El ogro era romántico
En sus hondas y lacerantes radiografías de gente herida y perdida en la tierra de las oportunidades, en su permanente indagación del lado oscuro y de los sueños rotos, ese señor llamado Clint Eastwood, alguien que puede contar las historias más complejas y los sentimientos más intensos con la sencillez, la capacidad de sugerencia, la inquietud, el lirismo bronco y la fuerza expresiva de los clásicos, calcula con extrema lucidez la conveniencia o inconveniencia de plantar su legendaria figura delante de la cámara.
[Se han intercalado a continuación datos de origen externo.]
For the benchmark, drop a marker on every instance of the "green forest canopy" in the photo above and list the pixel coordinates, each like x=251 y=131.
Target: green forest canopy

Yo siempre agradezco su presencia, su humanidad, su dureza, su soterrada ternura, su peligro, su hombría. También que no sea complaciente, ni mentiroso, ni autocompasivo con el sombrío futuro de los finalmente desolados personajes que representa. En Los puentes de Madison no nos mostrará cómo discurrieron los presumiblemente temibles últimos años de aquel fotógrafo empapado de lluvia y con el corazón roto que sabe que cuando el semáforo se ponga en verde sólo le quedará el recuerdo y la imposibilidad de prolongar ese estado tan raro y provisional llamado felicidad. Sabemos que el febril ángel vengador William Munny volvió a beber, regresó en medio de los truenos a un pueblo embarrado y desató el apocalipsis con los hombres que rajaban la cara de las putas y que masacraron a su amigo, pero también que nadie volvió a oír hablar de él. Igualmente, el fracasado y negro ex boxeador que encontró un refugio llevadero limpiando un gimnasio jamás tuvo noticias de su atormentado colega, después de que éste decidiera con estremecedora piedad no prolongar el sufrimiento de la nena del millón de dólares, de aquella tullida irreparable y hambrienta de amor que buscó en vano un lugar en el sol.
GRAN TORINO
Director: Clint Eastwood. Intérpretes: Clint Eastwood, Christopher Carley, Bee Vang, Ahney Her, Geraldine Hughes.
Guión: Nick Schenk.
Género: drama. Estados Unidos, 2008.
Duración: 116 minutos.
En 'Gran Torino' Clint Eastwood chorrea olor testamentario
En Gran Torino, un Eastwood que chorrea olor testamentario afronta el necesario protagonismo para hablarnos de Walt Kowalski. Se ha quedado viudo y todo nos hace sospechar que había amor y comprensión entre esa mujer y el ogro insoportablemente gruñón, que la intemperie emocional se va a cebar con este jubilado que venera el concepto patriotismo, que en su nombre hizo algo tan pavoroso como matar cuerpo a cuerpo a gente que no conocía en la guerra de Corea, con cuchillas de afeitar en su salvaje boca, encabronado porque su barrio de obreros blancos y acomodados se ha llenado de negros, hispanos y orientales a los que ni entiende ni aprecia. Tampoco siente el menor respeto por los mezquinos hijos que engendró. Es un racista sin mala conciencia, arrogante sin esfuerzo, puede ser muy violento física y dialécticamente, su genético sarcasmo tiene gracia. Sólo se lleva bien con su perro, con el alcohol que trasiega en el porche de su casa esperando el anochecer, con los ancestrales colegas del bareto de toda su vida, con la complicidad de un peluquero que maneja su argot y su sentido de los valores, con un coche del año 72 al que mima como si fuera un Rolls Royce y que despierta la admiración y la envidia del proletariado con ínfulas y del lumpen.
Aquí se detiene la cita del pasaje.